その日その時、感じたことを感じたままに。まるで誰かと語り合うコーヒーブレイクのように。

激動の一週間のあとで

【政治力学の真髄を見せつけられて】

 安全保障関連法案が衆議院で可決。新国立競技場建設が白紙に。なんとも先週は日本が大揺れに揺れた一週間でした。

 安保法案に関しては、法案が閣議決定された時から安部首相が政治生命を掛けてなにがなんでも可決させるんだろうなと感じていたので、与野党の政治的な攻防を見せてもらおうと極めて冷めた気持ちで委員会の推移を眺めてきました。そのなかで憲法問題をギリギリのところで避けるところや、強硬採決をしてたとえ支持率が下がっても、次の選挙で自民党が与党の座を確保できると読んだ首相の思考も垣間見せていただきました。これぞ議会制民主主義。ロングスパンで数の力を読み切れば個人的な歴史感や政治哲学を国政に埋め込むことができるという怖さも教えられたように思います。
 それに比べ新国立競技場に関しては。市井からのノイズは右から左へ聞き流して一度決めたものは必ず前進させるという政治家と官僚の思考性を見せつけられていましたが、政治的に計算され尽くしたタイミングで白紙に戻すという鶴のひと声が。
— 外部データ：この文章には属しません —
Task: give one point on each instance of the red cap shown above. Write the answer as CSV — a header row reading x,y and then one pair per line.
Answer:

安保法制が一段落したから次はオリンピックだな想像していましたが、ここまで早いとは正直言って驚きました。同時に、権力のトップダウンの強大さもそうですが、あれだけ固執していたものが否定された途端、責任を回避する言動に終始する関係者からは「世の常」を見せてもらいました。また、その道を代表する人々が正論を述べた時の力強さも、執念に裏打ちされた政治力には及ばないという空しさや、ステロタイプ化した反論がいかに無力かということも改めて確認できました。

 シリアスか、コメディか。どちらもドラマのようにしか感じていない僕が無責任なうえに意識が低すぎるのでしょうか。今のところは、冷めた目で、本物の政治力学を見せつけられたとだけ言っておきましょうか。